C’est de bonne humeur qu’il rend aujourd’hui visite à Martin Donatsch, le jeune et talentueux viticulteur de Malans, qui a repris l’entreprise de ses parents. Ses produits sont qualifiés de «sensations» et il passe pour être un «vigneron de légende». Les vins de Martin Donatsch ne se trouvent pas en supermarché. D’ailleurs, on ne peut les acheter nulle part. Martin Donatsch ne fournit que les plus grands restaurants, comme le «Château de Schauenstein» ou «L’Hôtel de Ville – B. Violier» à Crissier. Il y a même des listes d’attente. Les Donatsch peuvent littéralement choisir leurs clients.
De fait, 600 kilos seulement de Sauvignon blanc sont récoltés chaque année. Les grains de raisin rebondis d’une belle couleur jaune-vert sont placés dans des cuves en acier inoxydables, prêts à être écrasés par la presse mécanique. «Faibles rendements, qualité exceptionnelle»: c’est en ces termes qu’Oliver Friedrich résume la recette du succès de Martin Donatsch. Le «Château de Schauenstein» est son meilleur client, précise de son côté Martin Donatsch. Son but? Créer un vin qui serait comme une belle femme. «Trop parfait, c’est ennuyeux. Un bon vin doit avoir du caractère», affirme-t-il.
Qu’est-ce qu’un bon hôte?
Le portable d’Oliver Friedrich sonne: deux personnes d’une table de six réservée pour ce midi sont déjà arrivées, sa collègue lui demande ce qu’elle doit faire. Il donne rapidement une instruction, puis quelques caisses de Crémant – un vin mousseux blanc de blanc classique produit par fermentation en bouteille – sont chargées dans sa Mercedes-SUV, qui n’est plus toute jeune. Quelques minutes plus tard, les cartons de vin sont empilés dans la pittoresque cave voûtée du restaurant d’Andreas Caminada.

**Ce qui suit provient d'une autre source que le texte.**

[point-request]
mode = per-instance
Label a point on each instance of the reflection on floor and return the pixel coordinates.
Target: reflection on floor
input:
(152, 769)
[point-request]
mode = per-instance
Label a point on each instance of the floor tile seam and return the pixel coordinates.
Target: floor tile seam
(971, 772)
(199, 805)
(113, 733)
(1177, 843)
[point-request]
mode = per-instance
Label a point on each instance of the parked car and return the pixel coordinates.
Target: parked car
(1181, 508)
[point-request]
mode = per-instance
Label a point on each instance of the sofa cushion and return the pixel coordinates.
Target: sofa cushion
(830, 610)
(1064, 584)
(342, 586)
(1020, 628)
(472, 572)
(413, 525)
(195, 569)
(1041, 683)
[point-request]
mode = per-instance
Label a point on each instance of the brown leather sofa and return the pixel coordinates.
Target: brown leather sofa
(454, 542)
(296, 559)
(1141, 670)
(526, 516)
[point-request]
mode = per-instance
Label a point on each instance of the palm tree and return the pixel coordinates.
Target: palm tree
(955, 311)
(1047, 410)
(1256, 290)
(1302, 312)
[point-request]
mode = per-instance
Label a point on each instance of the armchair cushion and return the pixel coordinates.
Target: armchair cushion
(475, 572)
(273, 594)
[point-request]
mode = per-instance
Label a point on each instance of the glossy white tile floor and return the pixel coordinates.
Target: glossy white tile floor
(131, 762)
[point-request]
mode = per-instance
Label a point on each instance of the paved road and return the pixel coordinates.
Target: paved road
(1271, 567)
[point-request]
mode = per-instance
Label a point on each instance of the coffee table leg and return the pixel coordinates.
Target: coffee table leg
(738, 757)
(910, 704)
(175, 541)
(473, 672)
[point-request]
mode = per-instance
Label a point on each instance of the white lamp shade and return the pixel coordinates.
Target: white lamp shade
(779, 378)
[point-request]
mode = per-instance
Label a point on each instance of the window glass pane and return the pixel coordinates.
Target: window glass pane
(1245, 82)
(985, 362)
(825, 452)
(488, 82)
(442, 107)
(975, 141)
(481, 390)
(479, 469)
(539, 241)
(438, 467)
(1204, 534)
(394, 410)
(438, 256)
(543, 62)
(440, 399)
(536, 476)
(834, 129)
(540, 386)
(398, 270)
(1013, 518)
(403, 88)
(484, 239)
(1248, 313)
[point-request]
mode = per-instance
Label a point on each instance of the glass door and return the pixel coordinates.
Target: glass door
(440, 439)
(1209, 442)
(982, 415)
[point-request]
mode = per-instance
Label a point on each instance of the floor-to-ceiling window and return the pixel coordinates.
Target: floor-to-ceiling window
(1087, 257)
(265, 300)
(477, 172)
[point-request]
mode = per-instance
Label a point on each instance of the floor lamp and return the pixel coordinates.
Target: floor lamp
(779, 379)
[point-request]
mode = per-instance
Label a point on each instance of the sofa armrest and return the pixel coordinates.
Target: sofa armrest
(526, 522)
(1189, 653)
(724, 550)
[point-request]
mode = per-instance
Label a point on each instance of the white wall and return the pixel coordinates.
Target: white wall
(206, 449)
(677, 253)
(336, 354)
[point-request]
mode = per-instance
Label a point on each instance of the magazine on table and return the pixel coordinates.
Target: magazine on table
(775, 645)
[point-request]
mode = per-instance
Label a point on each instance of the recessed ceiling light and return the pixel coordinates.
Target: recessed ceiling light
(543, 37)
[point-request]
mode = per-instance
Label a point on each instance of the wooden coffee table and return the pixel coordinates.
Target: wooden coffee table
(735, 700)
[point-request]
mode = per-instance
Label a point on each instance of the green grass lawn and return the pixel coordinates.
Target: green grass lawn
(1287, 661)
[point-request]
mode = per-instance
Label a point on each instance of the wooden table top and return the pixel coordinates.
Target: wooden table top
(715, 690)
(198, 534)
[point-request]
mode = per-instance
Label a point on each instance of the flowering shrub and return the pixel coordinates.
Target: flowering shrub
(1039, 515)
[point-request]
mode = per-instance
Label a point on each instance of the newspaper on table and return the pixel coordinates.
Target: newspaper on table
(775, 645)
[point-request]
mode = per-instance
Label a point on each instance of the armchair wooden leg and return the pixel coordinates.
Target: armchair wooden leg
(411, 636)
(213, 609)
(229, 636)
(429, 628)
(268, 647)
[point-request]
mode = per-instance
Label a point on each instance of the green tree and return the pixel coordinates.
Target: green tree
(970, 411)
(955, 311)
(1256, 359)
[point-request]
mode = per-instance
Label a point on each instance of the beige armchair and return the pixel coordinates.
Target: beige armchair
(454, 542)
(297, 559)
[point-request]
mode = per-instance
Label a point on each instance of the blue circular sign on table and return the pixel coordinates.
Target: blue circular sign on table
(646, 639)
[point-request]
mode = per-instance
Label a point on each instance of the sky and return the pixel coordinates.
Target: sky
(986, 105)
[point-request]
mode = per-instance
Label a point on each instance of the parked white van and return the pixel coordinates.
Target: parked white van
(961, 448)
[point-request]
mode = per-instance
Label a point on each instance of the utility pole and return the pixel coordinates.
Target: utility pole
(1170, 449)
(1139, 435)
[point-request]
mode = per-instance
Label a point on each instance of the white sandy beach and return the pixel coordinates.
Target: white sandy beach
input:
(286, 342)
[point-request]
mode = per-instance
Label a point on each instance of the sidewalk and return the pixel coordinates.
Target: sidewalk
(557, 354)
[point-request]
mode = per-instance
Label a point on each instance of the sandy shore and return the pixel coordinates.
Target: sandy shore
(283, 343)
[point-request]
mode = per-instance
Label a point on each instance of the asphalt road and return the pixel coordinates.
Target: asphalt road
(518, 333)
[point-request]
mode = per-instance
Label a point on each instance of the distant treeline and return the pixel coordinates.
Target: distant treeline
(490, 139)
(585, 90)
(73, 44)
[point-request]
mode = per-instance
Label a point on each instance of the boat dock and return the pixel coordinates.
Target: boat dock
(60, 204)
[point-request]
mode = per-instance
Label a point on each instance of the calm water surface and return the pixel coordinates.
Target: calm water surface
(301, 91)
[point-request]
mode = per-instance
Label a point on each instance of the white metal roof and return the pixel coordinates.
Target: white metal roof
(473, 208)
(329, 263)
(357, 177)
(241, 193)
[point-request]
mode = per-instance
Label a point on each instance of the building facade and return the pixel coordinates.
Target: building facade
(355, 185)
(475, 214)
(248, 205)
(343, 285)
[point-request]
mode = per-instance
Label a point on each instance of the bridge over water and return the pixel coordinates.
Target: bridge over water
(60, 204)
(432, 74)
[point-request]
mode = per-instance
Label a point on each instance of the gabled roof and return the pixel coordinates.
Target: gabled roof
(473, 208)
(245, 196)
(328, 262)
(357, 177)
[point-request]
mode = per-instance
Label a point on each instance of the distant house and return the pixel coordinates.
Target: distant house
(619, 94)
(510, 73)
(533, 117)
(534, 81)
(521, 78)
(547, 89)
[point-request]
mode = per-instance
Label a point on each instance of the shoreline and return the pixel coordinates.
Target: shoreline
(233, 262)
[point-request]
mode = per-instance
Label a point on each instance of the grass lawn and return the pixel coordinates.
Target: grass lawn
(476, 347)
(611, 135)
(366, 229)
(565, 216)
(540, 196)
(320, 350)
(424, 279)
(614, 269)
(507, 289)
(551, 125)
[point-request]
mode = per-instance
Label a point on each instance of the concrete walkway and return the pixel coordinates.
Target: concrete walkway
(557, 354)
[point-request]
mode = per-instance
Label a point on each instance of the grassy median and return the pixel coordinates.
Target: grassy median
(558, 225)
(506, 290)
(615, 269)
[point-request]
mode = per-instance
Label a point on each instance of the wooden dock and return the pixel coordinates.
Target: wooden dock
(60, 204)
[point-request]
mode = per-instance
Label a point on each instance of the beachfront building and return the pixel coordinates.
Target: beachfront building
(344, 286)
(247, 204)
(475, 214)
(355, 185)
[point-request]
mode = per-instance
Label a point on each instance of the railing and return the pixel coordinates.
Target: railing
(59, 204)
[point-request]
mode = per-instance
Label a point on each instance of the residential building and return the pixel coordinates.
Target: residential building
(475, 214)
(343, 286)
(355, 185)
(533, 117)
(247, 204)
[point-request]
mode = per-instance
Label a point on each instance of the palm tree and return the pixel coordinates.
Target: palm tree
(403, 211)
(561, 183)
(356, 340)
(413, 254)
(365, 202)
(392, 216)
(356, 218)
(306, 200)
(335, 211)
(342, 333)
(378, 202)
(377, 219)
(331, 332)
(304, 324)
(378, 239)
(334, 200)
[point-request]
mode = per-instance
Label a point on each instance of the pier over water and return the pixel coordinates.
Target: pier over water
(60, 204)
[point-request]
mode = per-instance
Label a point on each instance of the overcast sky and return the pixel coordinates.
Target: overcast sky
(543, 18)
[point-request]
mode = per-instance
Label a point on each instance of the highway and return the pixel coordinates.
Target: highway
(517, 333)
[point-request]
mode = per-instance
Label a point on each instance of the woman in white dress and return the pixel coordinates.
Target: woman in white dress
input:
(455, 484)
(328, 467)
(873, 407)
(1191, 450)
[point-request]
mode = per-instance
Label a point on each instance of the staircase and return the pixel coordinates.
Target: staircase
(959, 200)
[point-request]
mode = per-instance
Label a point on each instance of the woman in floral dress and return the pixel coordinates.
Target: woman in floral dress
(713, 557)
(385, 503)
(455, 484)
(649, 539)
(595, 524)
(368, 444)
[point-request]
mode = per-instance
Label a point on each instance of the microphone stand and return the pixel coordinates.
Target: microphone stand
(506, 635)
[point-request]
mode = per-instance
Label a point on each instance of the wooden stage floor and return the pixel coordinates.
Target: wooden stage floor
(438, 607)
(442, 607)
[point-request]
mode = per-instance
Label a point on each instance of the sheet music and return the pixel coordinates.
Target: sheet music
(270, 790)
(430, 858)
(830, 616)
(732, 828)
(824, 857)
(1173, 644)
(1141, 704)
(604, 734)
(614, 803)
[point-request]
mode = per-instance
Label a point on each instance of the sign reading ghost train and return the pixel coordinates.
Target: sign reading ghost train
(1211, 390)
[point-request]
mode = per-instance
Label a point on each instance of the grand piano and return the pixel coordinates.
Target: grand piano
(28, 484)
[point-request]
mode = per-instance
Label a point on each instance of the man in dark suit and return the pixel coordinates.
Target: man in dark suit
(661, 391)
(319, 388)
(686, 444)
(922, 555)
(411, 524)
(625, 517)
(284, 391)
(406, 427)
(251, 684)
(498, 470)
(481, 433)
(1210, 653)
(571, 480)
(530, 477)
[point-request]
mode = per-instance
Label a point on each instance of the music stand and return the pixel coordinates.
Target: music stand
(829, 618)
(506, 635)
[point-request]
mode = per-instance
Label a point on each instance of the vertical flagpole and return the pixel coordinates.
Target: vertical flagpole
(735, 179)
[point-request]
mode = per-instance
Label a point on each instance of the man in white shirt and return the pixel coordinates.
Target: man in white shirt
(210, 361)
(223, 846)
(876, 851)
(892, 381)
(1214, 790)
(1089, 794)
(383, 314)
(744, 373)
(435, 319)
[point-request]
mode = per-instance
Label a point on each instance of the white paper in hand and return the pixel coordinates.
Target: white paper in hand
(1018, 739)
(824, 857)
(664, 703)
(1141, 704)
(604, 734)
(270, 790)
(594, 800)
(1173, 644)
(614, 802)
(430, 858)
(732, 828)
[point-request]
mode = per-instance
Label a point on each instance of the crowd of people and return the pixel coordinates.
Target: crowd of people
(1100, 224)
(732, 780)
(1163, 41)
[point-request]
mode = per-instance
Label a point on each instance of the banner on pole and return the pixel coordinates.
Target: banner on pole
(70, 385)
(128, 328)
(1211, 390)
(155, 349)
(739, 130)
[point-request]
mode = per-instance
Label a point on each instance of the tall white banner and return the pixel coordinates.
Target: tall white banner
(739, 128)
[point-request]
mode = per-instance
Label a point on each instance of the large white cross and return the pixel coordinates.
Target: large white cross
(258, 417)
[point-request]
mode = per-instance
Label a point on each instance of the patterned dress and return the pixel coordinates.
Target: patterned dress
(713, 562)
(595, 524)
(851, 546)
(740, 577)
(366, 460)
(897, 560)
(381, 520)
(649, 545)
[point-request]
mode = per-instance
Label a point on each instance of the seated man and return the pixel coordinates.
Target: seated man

Oliver Friedrich se prépare pour le service de midi. Jeans et veste en cuir laissent la place à un costume noir bien coupé, à une chemise blanche et à une fine cravate noire. Qu’est-ce qu’un bon hôte? C’est la question essentielle posée au chef d’orchestre du «Château de Schauenstein». Sa réponse: «Les valeurs avec lesquelles un personnel de service se présente devant les convives sont très proches de ce que j’ai appris à la maison et de ce qui m’a été transmis dans les établissements dans lesquels j’ai appris mon métier. Nous essayons de nous adresser autant aux clients qui ne fréquentent que les hôtels de luxe qu’aux personnes qui s’offrent une fois l’année une expérience culinaire comme le restaurant d’Andreas Caminada ou le Parc Hôtel Vitznau.»
La frontière entre décontraction et correction est ténue. «Je ne dois pas aborder de la même façon une dame à qui je retire son manteau de fourrure et un jeune couple qui vient fêter son premier anniversaire chez nous. C’est cela l’art de recevoir, que je souhaite enseigner à mon équipe», explique Oliver Friedrich. Il semble qu’il y parvient. Lorsque, par exemple, Andreas Caminada fait le tour des tables à la fin du repas, il entend souvent de nombreuses louanges sur le travail effectué en cuisine, mais aussi sur l’extraordinaire qualité du service. Le mélange de décontraction et de compétence d’Oliver Friedrich fait mouche. Un trait d’humour ici, un renseignement professionnel là – et l’équipe ne perd jamais de vue ce que le convive voudra ou fera l’instant d’après. Aucun verre de vin ou d’eau ne doit rester vide, c’est une évidence. Mais un bon employé de service doit aussi savoir ce que les clients désirent avant même qu’ils ne le sachent eux-mêmes. Dans le monde du football, on appelle cela «anticiper». Les Japonais sont plus poétiques: ils parlent de «l’Omotenashi» – l’art de recevoir porté à son paroxysme.